Full-text search: when PostgreSQL is enough and when it isn't.

Adding search to an application usually starts with the simplest thing: a LIKE query. Then you discover LIKE '%term%' can’t use an index and scans the entire table. Then you learn about PostgreSQL’s full-text search. Then you realize you need fuzzy matching, facets, and sub-100ms response times. The question is: where does PostgreSQL’s full-text capability end?

PostgreSQL full-text search

PostgreSQL stores documents as tsvector — a list of normalized lexemes (stemmed words) with their positions. Queries are tsquery — a boolean expression of lexemes.

-- The simple approach: generate tsvector on the fly
SELECT title
FROM articles
WHERE to_tsvector('english', title || ' ' || body) @@ to_tsquery('english', 'database & performance');

-- Better: store the tsvector in a generated column with a GIN index
ALTER TABLE articles
  ADD COLUMN search_vector tsvector
  GENERATED ALWAYS AS (
    to_tsvector('english', coalesce(title, '') || ' ' || coalesce(body, ''))
  ) STORED;

CREATE INDEX articles_search_idx ON articles USING GIN(search_vector);

With the GIN index, full-text queries are fast even on large tables.

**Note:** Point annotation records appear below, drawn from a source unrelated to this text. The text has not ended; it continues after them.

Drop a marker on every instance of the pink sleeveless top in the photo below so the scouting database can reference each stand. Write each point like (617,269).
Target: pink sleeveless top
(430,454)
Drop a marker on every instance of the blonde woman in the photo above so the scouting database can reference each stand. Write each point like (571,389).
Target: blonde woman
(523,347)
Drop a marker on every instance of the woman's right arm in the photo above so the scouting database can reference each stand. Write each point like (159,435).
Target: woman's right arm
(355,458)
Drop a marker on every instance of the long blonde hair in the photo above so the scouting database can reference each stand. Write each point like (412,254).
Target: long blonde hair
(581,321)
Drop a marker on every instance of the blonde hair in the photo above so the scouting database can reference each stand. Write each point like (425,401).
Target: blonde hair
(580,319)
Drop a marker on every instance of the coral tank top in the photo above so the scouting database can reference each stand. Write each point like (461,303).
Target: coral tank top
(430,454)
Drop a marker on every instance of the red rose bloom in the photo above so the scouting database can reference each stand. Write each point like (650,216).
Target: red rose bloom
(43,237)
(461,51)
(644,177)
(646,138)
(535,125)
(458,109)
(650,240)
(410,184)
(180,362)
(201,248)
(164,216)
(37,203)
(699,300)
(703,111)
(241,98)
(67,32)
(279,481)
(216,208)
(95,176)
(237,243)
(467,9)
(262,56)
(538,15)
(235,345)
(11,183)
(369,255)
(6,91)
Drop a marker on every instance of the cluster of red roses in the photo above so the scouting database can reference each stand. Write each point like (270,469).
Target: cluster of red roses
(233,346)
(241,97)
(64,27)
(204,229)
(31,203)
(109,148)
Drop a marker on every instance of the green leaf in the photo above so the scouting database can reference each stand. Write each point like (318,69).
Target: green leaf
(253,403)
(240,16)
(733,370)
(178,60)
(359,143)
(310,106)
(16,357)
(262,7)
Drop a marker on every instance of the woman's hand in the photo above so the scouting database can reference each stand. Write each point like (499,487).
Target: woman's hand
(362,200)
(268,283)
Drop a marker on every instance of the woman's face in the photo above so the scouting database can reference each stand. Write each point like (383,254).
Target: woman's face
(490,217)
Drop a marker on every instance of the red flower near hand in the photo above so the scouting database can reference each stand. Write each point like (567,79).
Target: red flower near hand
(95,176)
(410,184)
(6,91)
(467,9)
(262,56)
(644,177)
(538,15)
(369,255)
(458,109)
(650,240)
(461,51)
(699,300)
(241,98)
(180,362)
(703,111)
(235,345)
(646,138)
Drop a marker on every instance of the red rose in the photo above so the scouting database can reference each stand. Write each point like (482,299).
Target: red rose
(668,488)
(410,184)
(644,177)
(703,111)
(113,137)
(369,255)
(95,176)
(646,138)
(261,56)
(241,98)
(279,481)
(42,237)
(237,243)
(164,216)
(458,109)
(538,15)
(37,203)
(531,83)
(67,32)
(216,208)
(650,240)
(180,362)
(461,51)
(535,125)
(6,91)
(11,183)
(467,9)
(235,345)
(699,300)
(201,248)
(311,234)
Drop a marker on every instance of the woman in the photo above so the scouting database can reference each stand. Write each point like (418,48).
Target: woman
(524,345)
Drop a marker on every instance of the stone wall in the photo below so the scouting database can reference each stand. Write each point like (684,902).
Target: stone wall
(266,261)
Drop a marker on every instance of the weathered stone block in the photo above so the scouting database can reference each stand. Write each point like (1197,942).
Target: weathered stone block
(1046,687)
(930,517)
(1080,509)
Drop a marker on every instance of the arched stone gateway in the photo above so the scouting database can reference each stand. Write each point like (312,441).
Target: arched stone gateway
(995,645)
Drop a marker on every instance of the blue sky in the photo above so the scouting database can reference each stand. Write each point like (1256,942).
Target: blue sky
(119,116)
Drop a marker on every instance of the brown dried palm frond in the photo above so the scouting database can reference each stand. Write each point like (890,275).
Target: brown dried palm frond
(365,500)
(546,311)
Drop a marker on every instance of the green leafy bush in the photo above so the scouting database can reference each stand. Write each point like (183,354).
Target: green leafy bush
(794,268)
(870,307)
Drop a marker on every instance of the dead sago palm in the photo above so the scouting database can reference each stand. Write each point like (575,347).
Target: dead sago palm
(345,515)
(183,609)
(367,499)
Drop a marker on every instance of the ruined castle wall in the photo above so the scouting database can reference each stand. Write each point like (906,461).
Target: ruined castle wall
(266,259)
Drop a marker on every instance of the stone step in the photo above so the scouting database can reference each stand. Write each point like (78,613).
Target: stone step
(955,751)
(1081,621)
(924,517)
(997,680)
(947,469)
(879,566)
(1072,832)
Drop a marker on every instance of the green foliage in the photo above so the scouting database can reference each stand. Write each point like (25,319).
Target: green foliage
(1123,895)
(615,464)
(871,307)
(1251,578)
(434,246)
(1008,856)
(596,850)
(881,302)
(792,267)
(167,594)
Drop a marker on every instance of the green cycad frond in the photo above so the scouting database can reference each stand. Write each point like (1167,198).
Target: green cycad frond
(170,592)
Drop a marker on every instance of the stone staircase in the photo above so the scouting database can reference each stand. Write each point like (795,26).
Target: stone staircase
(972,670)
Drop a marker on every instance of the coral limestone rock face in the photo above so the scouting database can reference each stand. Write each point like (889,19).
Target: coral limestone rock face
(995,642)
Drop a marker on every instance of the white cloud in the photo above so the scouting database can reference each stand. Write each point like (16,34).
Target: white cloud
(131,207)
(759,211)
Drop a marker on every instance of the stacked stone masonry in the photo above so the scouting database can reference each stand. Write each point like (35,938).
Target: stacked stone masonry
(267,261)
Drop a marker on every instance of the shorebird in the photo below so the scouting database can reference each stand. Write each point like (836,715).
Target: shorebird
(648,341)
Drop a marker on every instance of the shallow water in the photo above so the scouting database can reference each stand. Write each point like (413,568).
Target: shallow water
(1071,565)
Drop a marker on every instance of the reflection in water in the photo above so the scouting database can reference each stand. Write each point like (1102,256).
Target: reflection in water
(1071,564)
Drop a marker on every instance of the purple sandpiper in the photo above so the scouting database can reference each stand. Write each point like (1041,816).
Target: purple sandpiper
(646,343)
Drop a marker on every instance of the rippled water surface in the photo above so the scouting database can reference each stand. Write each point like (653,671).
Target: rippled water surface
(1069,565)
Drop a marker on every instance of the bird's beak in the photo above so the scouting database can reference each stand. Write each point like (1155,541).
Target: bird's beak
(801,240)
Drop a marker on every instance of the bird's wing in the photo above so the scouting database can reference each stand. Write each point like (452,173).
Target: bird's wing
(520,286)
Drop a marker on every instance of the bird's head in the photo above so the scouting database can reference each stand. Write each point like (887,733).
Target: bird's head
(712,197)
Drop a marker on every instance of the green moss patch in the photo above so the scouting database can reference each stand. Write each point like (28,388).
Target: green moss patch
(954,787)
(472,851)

The @@ operator checks if a document matches a query; ts_rank() provides relevance scoring.

SELECT title, ts_rank(search_vector, query) AS rank
FROM articles, to_tsquery('english', 'database & performance') query
WHERE search_vector @@ query
ORDER BY rank DESC
LIMIT 10;

What works well in PostgreSQL:

Boolean queries (AND, OR, NOT)
Prefix matching (web:* matches “web”, “webapp”, “website”)
Phrase search (phraseto_tsquery)
Relevance ranking with ts_rank
Highlighting matches with ts_headline
Simple faceting with GROUP BY on indexed columns

Where PostgreSQL falls short

Fuzzy matching / typo tolerance: to_tsquery('english', 'databse') returns no results. PostgreSQL full-text search operates on exact lexemes after stemming. You can combine it with pg_trgm for trigram similarity:

SELECT title
FROM articles
WHERE similarity(title, 'databse') > 0.3
   OR search_vector @@ to_tsquery('english', 'database');

But this gets complicated fast, and the trigram index is larger and slower than a GIN index for full-text.

Relevance tuning: PostgreSQL’s ts_rank is limited. You can’t easily boost certain fields, implement BM25 scoring, or tune relevance with custom signals like click-through rate.

Faceted search: Getting counts by category, tag, or date range while also filtering by them requires complex queries. PostgreSQL can do it, but performance degrades as the complexity grows.

Scale: GIN indexes are update-expensive. High write rates with concurrent search queries can cause contention. A dedicated search engine has write and search paths designed independently.

When to bring in a dedicated search engine

Elasticsearch / OpenSearch: Best-in-class for complex relevance tuning, large-scale aggregations, and autocomplete. Heavy operationally: you’re managing a JVM cluster with significant memory requirements. Appropriate for applications where search is a core product feature.

Typesense: A modern Elasticsearch alternative with built-in typo tolerance, easier operations (single binary, no JVM), and a simpler API. Good choice if you need fuzzy search and faceting without Elasticsearch’s operational overhead.

// Typesense: typo-tolerant search with facets
const results = await client.collections('articles').documents().search({
  q: 'databse performanc',   // typos handled automatically
  query_by: 'title,body',
  facet_by: 'category,tags',
  sort_by: '_text_match:desc',
  num_typos: 2,
});

Meilisearch: Similar to Typesense, optimized for developer experience and instant search UIs.

The practical decision

Use PostgreSQL full-text search when:

Your data is already in PostgreSQL and search is a secondary feature
You need simple keyword search without typo tolerance
You want to avoid another infrastructure component
Your dataset is under a few million rows

Move to a dedicated search engine when:

Typo tolerance is required
You need complex faceting and filtering
Search performance is business-critical
You’re doing autocomplete over large datasets

Many applications use both: PostgreSQL for the primary data store and application queries, with a search engine synced via a CDC (Change Data Capture) pipeline or background job for search-specific queries.